Yunus prestó su propio dinero a estas mujeres y encontró que lo devolvían de manera confiable. Este experimento creció hasta convertirse en el Banco Grameen (literalmente "Banco Rural"), que recibió un estatuto gubernamental en Bangladesh en 1983. El Banco Grameen proporcionaba pequeños préstamos, "microcrédito," a mujeres pobres en Bangladesh rural sin requerir garantías, que los pobres universalmente carecen. En cambio, el Banco Grameen usaba un modelo de préstamos grupales: los prestatarios formaban grupos de cinco, con el acceso de cada miembro a futuros préstamos dependiendo de que todos los miembros del grupo pagaran sus préstamos actuales. Esto creaba una forma de presión de grupo y responsabilidad social que servía como sustituto de las garantías.
El Banco Grameen creció rápidamente, llegando eventualmente a millones de prestatarios con tasas de morosidad consistentemente por debajo del 2 por ciento, muy por debajo de muchos bancos comerciales convencionales. Yunus y el Banco Grameen recibieron el Premio Nobel de la Paz en 2006. El modelo Grameen inspiró a miles de instituciones de microfinanzas (IMF) en todo el mundo, desde el Bancosol en Bolivia hasta la Asociación de Mujeres Autoempleadas (SEWA) en India.
Sin embargo, la revolución de las microfinanzas no ha avanzado sin críticas y controversias. Quizás la crítica más fundamental es empírica: los ensayos controlados aleatorios (ECA) realizados en múltiples países, incluido un estudio importante de Abhijit Banerjee, Esther Duflo y colegas en Hyderabad, India, publicado en 2009, han encontrado constantemente que si bien el microcrédito aumenta los ingresos y activos de algunos prestatarios, no produce los dramáticos efectos de reducción de la pobreza que los primeros defensores reclamaban. El prestatario típico de microcrédito usa los préstamos para suavizar el consumo (gestionar el flujo de caja a través de las fluctuaciones estacionales del ingreso) o para el comercio a muy pequeña escala en lugar de para la inversión empresarial transformadora.
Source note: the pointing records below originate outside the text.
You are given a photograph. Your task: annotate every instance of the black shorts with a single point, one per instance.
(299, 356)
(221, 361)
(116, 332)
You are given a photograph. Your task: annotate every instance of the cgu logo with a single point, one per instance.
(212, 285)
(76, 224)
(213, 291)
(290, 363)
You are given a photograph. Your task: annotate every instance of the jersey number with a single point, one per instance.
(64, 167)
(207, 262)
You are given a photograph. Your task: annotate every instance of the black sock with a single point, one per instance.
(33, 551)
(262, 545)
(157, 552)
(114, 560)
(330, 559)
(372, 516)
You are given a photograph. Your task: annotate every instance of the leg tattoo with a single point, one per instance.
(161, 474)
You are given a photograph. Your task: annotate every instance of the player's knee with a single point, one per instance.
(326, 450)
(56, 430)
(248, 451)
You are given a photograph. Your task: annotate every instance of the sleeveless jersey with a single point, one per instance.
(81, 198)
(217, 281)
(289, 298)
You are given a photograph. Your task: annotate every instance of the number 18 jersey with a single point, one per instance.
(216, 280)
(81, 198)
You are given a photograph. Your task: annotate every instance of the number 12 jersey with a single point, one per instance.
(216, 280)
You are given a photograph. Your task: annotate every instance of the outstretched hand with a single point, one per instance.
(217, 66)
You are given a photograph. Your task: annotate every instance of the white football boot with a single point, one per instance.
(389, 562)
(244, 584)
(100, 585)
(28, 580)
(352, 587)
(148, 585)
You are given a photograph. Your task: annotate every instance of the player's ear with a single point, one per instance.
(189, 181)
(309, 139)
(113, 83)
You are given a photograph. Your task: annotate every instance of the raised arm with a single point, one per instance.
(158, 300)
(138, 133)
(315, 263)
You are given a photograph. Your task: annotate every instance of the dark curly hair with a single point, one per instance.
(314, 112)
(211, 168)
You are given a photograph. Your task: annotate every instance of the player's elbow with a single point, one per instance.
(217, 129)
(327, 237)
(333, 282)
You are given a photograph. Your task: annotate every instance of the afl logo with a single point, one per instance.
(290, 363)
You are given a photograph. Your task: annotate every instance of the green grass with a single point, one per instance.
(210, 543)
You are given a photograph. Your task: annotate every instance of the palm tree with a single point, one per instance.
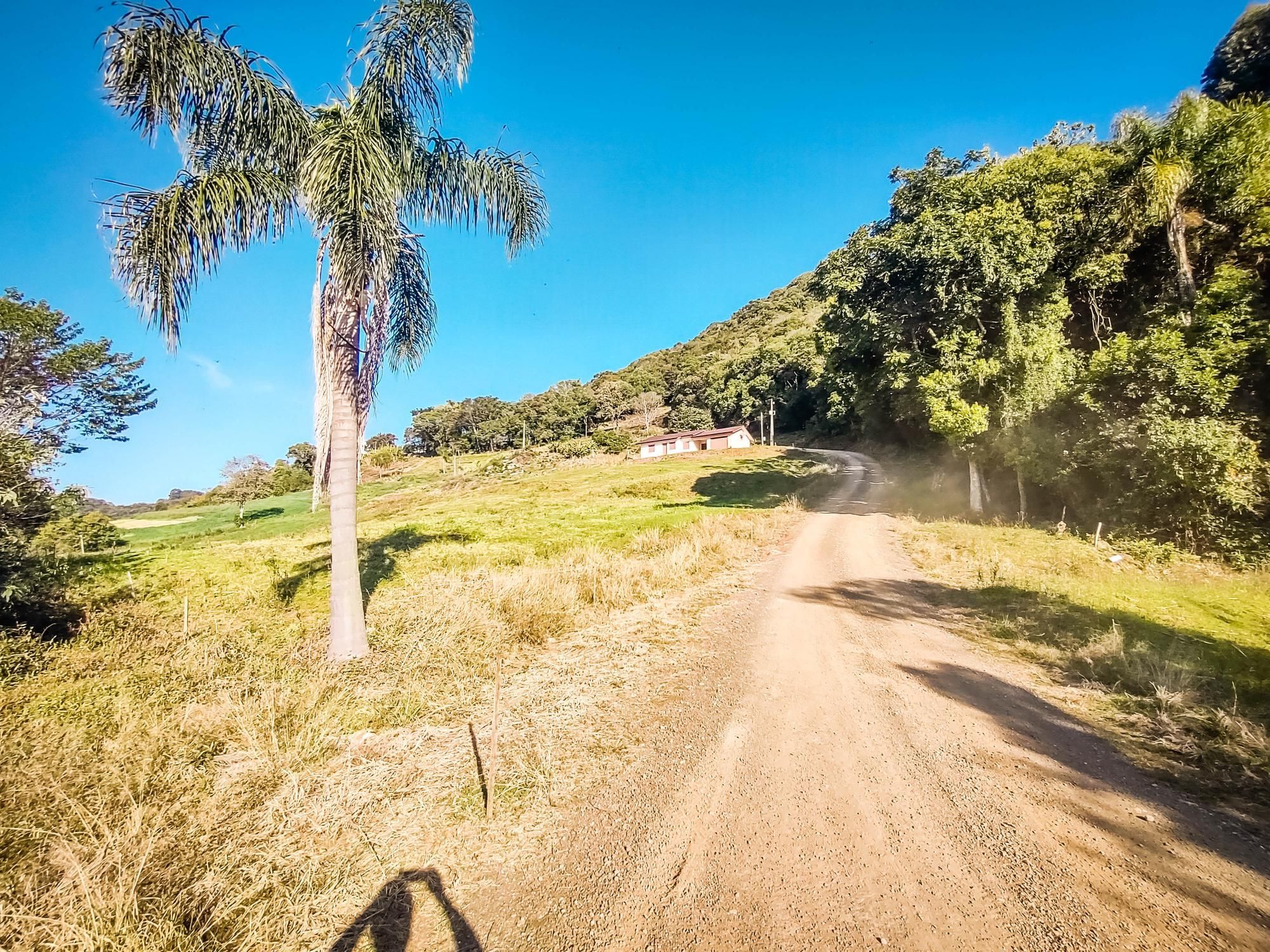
(1163, 155)
(366, 169)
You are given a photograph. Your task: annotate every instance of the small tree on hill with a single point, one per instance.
(302, 456)
(647, 406)
(247, 478)
(613, 397)
(690, 418)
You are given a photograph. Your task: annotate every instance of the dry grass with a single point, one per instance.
(1174, 651)
(231, 791)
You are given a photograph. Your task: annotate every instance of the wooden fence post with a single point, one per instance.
(493, 743)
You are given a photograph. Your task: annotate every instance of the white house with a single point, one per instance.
(693, 441)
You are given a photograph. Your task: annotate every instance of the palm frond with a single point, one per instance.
(1161, 182)
(225, 103)
(415, 53)
(413, 312)
(450, 186)
(351, 188)
(164, 239)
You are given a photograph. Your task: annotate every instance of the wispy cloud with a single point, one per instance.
(213, 371)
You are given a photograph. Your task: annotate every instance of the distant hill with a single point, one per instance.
(763, 354)
(785, 313)
(177, 497)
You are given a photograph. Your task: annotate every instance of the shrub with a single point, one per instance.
(384, 456)
(690, 418)
(576, 447)
(86, 532)
(613, 441)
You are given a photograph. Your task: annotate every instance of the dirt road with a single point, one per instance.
(857, 777)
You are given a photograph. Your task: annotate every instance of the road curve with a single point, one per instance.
(867, 779)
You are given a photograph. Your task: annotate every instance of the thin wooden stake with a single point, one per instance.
(493, 743)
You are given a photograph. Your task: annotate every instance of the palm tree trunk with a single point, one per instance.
(347, 616)
(1177, 234)
(976, 488)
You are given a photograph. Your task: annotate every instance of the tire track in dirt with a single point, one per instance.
(850, 775)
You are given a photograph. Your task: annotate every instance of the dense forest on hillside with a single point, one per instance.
(768, 351)
(1083, 324)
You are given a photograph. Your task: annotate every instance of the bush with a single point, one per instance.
(87, 532)
(577, 447)
(690, 418)
(613, 441)
(384, 456)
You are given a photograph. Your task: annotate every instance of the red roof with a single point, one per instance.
(693, 435)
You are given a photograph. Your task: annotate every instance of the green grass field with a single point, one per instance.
(225, 788)
(1175, 649)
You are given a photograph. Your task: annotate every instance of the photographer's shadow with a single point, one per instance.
(391, 916)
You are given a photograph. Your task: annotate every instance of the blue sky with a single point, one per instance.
(695, 155)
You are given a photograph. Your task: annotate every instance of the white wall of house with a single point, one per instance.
(692, 445)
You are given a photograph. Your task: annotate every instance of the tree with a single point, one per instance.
(55, 385)
(247, 478)
(366, 168)
(690, 418)
(288, 478)
(647, 406)
(613, 397)
(302, 456)
(1241, 63)
(79, 532)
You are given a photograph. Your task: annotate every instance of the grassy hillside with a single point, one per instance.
(225, 789)
(1172, 653)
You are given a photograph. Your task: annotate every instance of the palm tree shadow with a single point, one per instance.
(389, 917)
(379, 560)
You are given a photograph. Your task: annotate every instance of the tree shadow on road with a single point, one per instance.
(1088, 762)
(1017, 614)
(389, 918)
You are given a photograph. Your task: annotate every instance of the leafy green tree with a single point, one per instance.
(690, 418)
(613, 397)
(243, 479)
(303, 456)
(366, 168)
(647, 404)
(32, 588)
(613, 441)
(1241, 63)
(55, 385)
(79, 532)
(288, 478)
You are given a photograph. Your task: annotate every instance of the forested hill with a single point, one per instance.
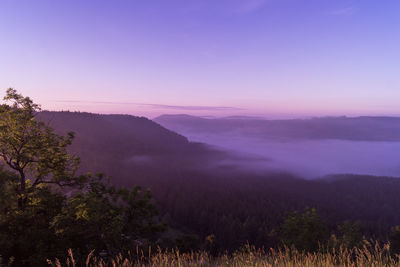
(341, 128)
(130, 149)
(200, 198)
(125, 133)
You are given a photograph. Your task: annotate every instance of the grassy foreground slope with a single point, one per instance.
(369, 254)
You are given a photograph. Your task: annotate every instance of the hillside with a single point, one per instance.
(342, 128)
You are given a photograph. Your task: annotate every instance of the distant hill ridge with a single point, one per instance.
(365, 128)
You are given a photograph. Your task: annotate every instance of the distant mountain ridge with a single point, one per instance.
(364, 128)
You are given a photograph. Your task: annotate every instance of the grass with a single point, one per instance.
(370, 254)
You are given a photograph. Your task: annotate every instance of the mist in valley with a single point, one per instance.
(309, 158)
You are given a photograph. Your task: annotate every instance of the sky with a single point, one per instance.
(204, 57)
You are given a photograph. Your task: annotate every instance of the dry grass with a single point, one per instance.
(370, 254)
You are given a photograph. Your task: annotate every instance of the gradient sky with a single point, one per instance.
(208, 57)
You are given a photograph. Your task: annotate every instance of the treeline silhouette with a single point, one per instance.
(199, 199)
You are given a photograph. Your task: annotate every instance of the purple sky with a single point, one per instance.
(208, 57)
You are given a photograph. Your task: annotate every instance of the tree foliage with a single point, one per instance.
(41, 218)
(306, 231)
(32, 149)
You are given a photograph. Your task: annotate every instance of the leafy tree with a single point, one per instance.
(32, 149)
(306, 231)
(394, 239)
(38, 217)
(108, 219)
(351, 235)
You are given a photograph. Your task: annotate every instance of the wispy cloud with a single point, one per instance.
(346, 11)
(248, 6)
(158, 106)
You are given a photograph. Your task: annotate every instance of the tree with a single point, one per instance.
(108, 219)
(394, 239)
(32, 149)
(37, 219)
(306, 231)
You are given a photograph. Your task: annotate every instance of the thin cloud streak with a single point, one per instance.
(160, 106)
(250, 6)
(346, 11)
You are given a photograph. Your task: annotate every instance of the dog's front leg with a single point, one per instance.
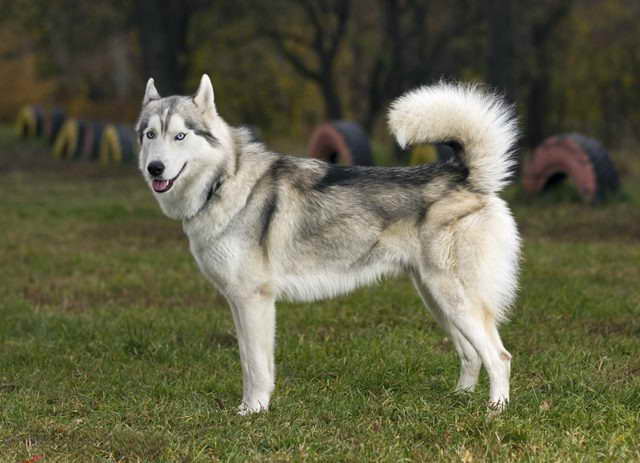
(255, 323)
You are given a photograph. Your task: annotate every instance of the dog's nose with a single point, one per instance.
(155, 168)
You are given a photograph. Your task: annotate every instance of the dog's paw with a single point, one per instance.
(245, 409)
(494, 409)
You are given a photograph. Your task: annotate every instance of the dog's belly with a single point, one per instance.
(330, 282)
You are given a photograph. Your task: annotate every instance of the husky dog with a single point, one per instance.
(264, 226)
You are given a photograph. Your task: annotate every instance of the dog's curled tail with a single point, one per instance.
(480, 122)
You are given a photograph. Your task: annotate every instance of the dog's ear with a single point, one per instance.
(150, 93)
(204, 98)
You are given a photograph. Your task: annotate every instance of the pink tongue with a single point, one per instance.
(160, 185)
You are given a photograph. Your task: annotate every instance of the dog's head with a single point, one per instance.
(186, 148)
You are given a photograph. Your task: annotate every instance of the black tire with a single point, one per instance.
(606, 172)
(30, 121)
(128, 143)
(56, 119)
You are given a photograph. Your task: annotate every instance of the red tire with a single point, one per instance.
(574, 156)
(341, 142)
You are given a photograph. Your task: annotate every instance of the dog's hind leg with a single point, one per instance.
(470, 362)
(476, 325)
(255, 322)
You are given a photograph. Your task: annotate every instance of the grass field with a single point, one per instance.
(113, 347)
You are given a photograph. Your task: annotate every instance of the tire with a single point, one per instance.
(341, 142)
(575, 156)
(30, 121)
(54, 121)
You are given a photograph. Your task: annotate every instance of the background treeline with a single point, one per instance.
(286, 65)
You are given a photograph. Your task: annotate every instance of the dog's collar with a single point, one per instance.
(213, 191)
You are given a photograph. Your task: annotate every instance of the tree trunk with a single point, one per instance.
(162, 29)
(500, 52)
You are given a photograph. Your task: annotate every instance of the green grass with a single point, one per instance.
(114, 348)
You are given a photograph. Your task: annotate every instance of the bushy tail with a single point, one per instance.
(481, 122)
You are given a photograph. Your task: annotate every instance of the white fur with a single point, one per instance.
(463, 259)
(479, 121)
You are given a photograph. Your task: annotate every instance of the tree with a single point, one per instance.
(327, 23)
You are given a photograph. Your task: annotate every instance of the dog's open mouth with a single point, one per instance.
(162, 186)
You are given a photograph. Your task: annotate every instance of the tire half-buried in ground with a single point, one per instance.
(574, 156)
(341, 142)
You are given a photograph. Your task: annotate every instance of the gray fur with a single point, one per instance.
(265, 226)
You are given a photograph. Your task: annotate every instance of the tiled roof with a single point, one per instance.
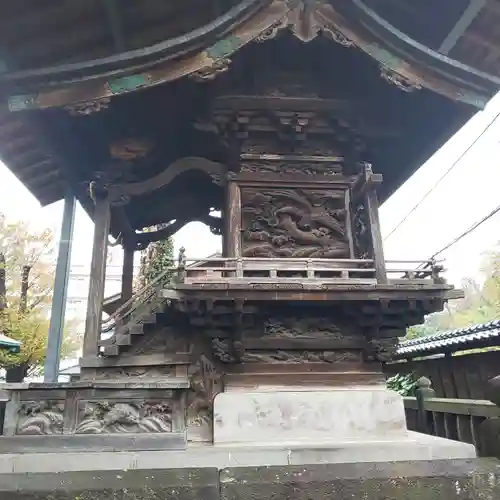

Más preocupante fue la comercialización de las microfinanzas y los casos resultantes de préstamos predatorios. La crisis de microfinanzas de Andhra Pradesh en India en 2010, donde la rápida expansión de múltiples IMF compitió agresivamente por prestatarios pobres, causando un exceso de endeudamiento de los hogares, resultó en una ola de suicidios ampliamente publicitados atribuidos a la presión de las deudas, y provocó que el gobierno indio impusiera regulaciones estrictas a las IMF en el estado.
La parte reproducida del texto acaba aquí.